ICD-10: Frequently Asked Questions

Category: Uncategorized

Who will be making this transition to ICD-10?

The ICD-10 mandated transition date of October 1st, 2015 applies to all covered entities.  This includes Medicare, Medicaid, and all commercial insurances, but does NOT include Worker’s Compensation or Auto/No-Fault insurances.  While they are not required to make the transition, many WC and Auto insurances are planning to anyway.  Those that aren’t must be accounted for, so we recommend reaching out to those insurances with an option and verifying their decision.  With the most recent upgrade, TheraOffice has the capability of submitting ICD-9 or ICD-10 codes, so you will be covered on all insurances.

 

What is the 7th character of an ICD-10 code?

The 7th character of an ICD-10 code represents the phase of treatment that the patient is in with regards to that specific diagnosis code.  For all injuries except fractures, the 7th character is broken down into 3 options:A – Initial Encounter (Active Care)
D – Subsequent Encounter (After Care)

S – Sequela (Late Effect)

It is best to view this from the patient’s perspective.  So let’s assume I have torn my ACL.  The trip to the ER, the follow-up with a specialist, and the following surgery are all part of the active care for my injury and would therefore be coded with Initial Encounter.  The physical therapist I went to go see after the surgery was part of the routine healing / after care phase of treatment and would be coded Subsequent Encounter.  If during this after care, I sustained another injury as a result of my ACL tear, that new injury would be coded as a Sequela.

 

When should I be adding this 7th character?

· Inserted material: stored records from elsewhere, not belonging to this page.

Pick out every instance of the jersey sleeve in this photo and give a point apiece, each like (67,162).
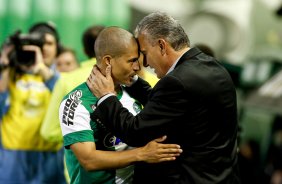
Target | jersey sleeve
(75,122)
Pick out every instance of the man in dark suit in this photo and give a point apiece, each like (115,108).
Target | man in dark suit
(194,104)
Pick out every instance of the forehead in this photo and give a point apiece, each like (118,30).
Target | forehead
(132,49)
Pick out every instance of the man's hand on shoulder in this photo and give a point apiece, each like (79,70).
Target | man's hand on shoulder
(99,84)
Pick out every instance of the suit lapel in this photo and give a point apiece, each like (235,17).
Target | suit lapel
(188,55)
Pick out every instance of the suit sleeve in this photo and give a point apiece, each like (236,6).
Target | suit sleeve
(160,113)
(140,91)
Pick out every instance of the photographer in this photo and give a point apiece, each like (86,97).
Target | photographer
(28,75)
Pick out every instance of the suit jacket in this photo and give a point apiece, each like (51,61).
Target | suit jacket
(195,106)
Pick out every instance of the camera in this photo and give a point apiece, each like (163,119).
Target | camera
(20,56)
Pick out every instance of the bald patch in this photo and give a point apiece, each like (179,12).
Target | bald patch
(113,41)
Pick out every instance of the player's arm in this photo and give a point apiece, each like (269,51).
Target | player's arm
(154,152)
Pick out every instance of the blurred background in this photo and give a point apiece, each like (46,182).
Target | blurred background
(245,35)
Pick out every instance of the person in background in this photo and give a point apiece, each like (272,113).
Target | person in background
(25,156)
(92,152)
(66,60)
(193,103)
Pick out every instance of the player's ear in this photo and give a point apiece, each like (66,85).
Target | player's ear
(107,59)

With the ICD-10 upgrade, your TheraOffice database will come preloaded with every single billable ICD-10 code.  This includes all codes that have an available 7th character extension.  While using TheraOffice, knowing which codes require a 7th character is simply a matter of finding the most appropriate code and seeing if a 7th character is available as an option to pick from.

 

What is dual coding?

Dual coding is coding for both ICD-9 and ICD-10 in the same case.  While only one code-set should be included in your documentation and on your claims, it is encouraged that you dual code within the case information to prepare yourself for the transition date.  On October 1st, you will be unable to lock a note unless that case has been properly coded with ICD-10.  Dual-coding for the months leading up to this date will allow for a seamless transition for your entire staff.

 

What is the 1 year flexibility period announced by CMS?  Does this mean that ICD-10 is optional for the first year?

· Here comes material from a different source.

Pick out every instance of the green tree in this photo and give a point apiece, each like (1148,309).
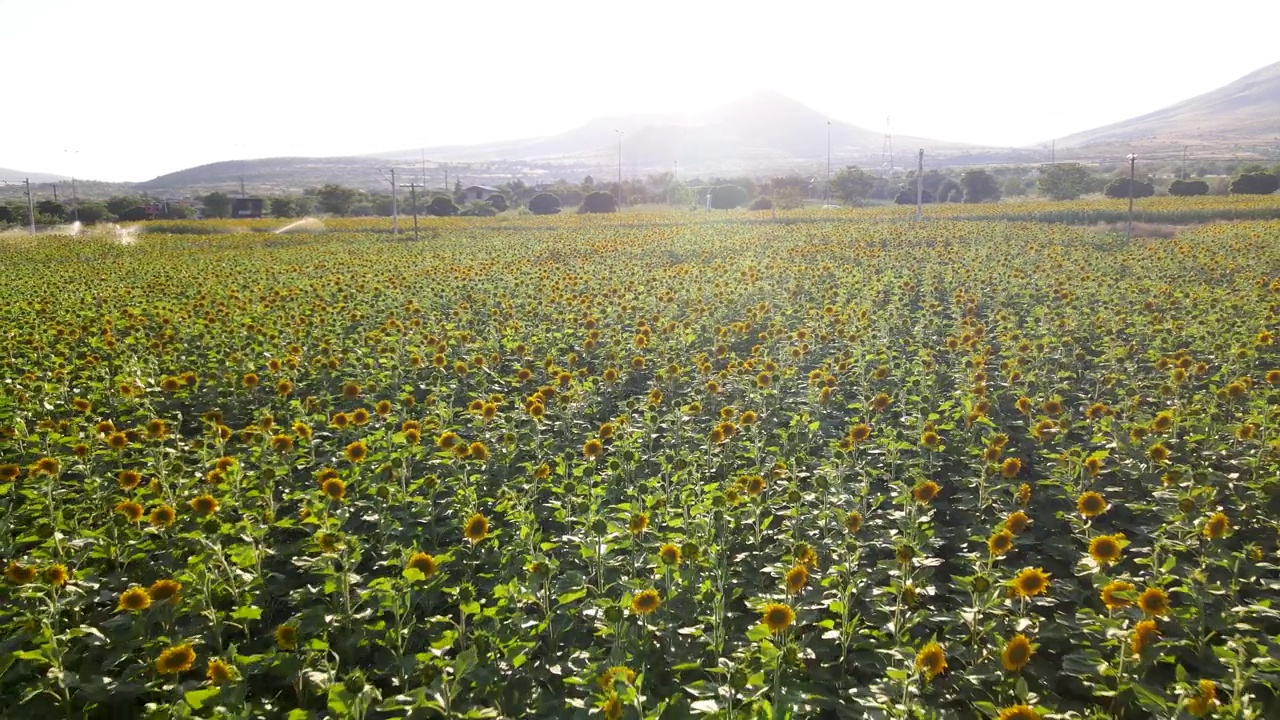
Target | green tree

No.  Announced on July 6th, CMS and AMA came to an agreement that for the first year, CMS would not reject any claims for lack of specificity.“As state in the CMS’ Guidance, for 12 months after ICD-10 implementation, Medicare review contractors will not deny physician or other practitioner claims billed under the Part B physician fee schedule through either automated medical review or complex medical record review based solely on the specificity of the CID-10 diagnosis codes as long as the physician/practitioner used a valid code from the right family of codes.”In other words, for the first year, you have a leniency period with Medicare where your coding does not need to be perfect.  However, there is absolutely zero room for error with regards to submitting an ICD-9 code for a date of service after October 1st, 2015.  Claims after this date with an ICD-9 code will be denied every single time.